Shadow-prod diff

Shadow-prod diff is Guard's unique capability: run the same scenario against real production and a Clones replica in parallel, then semantically diff the observations.

The alert is not "your app broke" — it is "your model of the third-party world is no longer correct." Stripe shipped a new webhook field. Twilio changed callback format. Clerk added a JWT claim. Your application code may be fine; your Clones (and tests) are stale.

Pitch line: We don't just test your code. We test that your model of the third-party world is still correct.

Dashboard: app.molar.it/dashboard/guard → Shadow-diff review · Product page: guard.molar.it

Why shadow-prod exists

Traditional monitoring answers: did the user journey complete?

Shadow-prod answers: did production behave the same way our isolated test environment expects?

Failure mode	PR gating catches?	Prod synthetics catch?	Shadow-prod catches?
App regression (broken button)	✓	✓	Sometimes
Stripe webhook payload shape change	✗ (Clone still old shape)	Maybe (if assertion checks field)	✓
Twilio `MessageStatus` format drift	✗	Maybe	✓
Clerk new required JWT claim	✗	Maybe	✓
S3 new error response shape	✗	Maybe	✓

This is only possible because Molar owns Clones — stateful fakes for Stripe, Twilio, Email, Clerk, S3 with deterministic IDs and virtual clocks.

How it works

On each scheduled check tick where shadow_prod = true:

                    ┌──► Real prod run (synthetic user, money-flow blocked)
                    │
Cron tick ──────────┤
                    │
                    └──► Clones replica (deterministic seed per 5-min window)
                              │
                              ▼
                    Compare RunObservation JSONB
                              │
                              ▼
              Divergence? → shadow_diff incident + review UI

Parallel runs

Real prod — synthetic user, full journey against production URL. Money-flow middleware ensures no real charges. Same signals as Production monitoring (X-Synthetic-Source, __MOLAR_SYNTHETIC__, etc.).
Clones replica — same scenario steps against Clones bundle. Seed = sha256(scenarioId || timestamp/300s) — stable within a 5-minute window so paired runs compare apples to apples.

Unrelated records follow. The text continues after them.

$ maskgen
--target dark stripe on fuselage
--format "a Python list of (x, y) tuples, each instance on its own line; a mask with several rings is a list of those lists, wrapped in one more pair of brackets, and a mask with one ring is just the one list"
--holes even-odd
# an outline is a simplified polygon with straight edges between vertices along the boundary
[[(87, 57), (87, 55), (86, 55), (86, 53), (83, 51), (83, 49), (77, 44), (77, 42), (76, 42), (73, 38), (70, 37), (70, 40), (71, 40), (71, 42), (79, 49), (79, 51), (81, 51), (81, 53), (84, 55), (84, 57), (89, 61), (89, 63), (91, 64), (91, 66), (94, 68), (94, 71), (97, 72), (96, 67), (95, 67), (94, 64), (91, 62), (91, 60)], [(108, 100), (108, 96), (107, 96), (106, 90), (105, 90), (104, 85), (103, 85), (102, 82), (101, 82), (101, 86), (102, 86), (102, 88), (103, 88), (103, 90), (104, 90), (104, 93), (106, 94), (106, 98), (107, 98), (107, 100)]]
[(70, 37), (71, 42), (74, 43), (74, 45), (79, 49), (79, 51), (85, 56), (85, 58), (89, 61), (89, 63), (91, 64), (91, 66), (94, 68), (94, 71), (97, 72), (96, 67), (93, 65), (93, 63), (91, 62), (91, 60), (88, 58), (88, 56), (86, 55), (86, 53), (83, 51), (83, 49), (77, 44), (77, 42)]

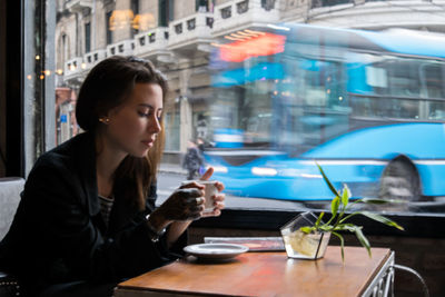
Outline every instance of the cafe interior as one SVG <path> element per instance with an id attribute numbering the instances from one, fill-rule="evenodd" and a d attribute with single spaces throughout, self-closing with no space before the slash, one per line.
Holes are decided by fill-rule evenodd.
<path id="1" fill-rule="evenodd" d="M 1 237 L 20 200 L 32 166 L 29 160 L 55 145 L 48 140 L 55 125 L 47 122 L 53 118 L 46 117 L 51 110 L 44 98 L 53 86 L 36 79 L 29 87 L 27 78 L 31 68 L 34 73 L 46 69 L 53 44 L 42 42 L 44 29 L 26 27 L 23 3 L 0 2 Z M 31 50 L 27 44 L 32 42 Z M 317 224 L 320 211 L 309 212 L 315 215 L 312 224 Z M 306 211 L 286 207 L 227 204 L 220 216 L 190 225 L 184 258 L 118 284 L 115 296 L 445 296 L 443 212 L 383 212 L 403 230 L 372 216 L 356 216 L 350 222 L 363 226 L 365 239 L 360 230 L 349 232 L 345 227 L 340 237 L 322 236 L 315 254 L 301 258 L 285 232 L 298 229 L 303 215 Z M 201 244 L 214 246 L 206 251 Z M 226 250 L 218 254 L 218 248 Z M 12 296 L 11 291 L 19 291 L 18 280 L 0 271 L 0 296 Z"/>

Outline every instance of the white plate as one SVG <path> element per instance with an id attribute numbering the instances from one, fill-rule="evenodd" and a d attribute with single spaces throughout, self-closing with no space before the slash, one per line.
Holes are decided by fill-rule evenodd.
<path id="1" fill-rule="evenodd" d="M 234 244 L 199 244 L 184 248 L 184 251 L 204 259 L 229 259 L 247 250 L 248 247 Z"/>

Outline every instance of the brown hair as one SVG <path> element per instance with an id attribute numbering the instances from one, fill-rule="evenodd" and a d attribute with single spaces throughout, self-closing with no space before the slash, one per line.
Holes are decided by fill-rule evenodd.
<path id="1" fill-rule="evenodd" d="M 80 128 L 98 132 L 99 118 L 122 105 L 135 83 L 139 82 L 159 85 L 165 102 L 167 79 L 151 62 L 132 56 L 113 56 L 99 62 L 88 73 L 79 91 L 76 118 Z M 139 210 L 145 208 L 150 185 L 156 181 L 164 149 L 162 121 L 161 127 L 147 158 L 127 156 L 115 172 L 113 192 L 122 192 Z"/>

Both runs emit a RunObservation document:

{
  "response_bodies": { "step_3": "semanticHashOfBody", "step_7": "…" },
  "webhook_events_fired": [
    { "provider": "stripe", "event_type": "customer.subscription.updated", "payload_semantic_hash": "abc123" }
  ],
  "dom_state_per_step": [{ "step": 7, "role_tree_hash": "…" }],
  "headers_per_step": ["…"]
}

Semantic diff engine

The diff compares prod vs Clone observations:

Layer	What differs
Response bodies	Semantic JSON diff per step — ignores volatile fields (`id`, `created`, `*_at`, `request_id`, ETags, `Date` headers)
Webhook events	Did Stripe in prod fire a field the Clone doesn't model?
DOM state	Accessibility role-tree hash per step
Headers	Normalized header comparison per step

Customer-configurable ignore allowlist for known volatile fields.

Alert threshold

Default: significant divergence when any of:

1+ field differs in a webhook payload
New field appears in prod webhook not present in Clone
DOM role-tree distance > 5%

Threshold is configurable per scheduled check in alert_policy.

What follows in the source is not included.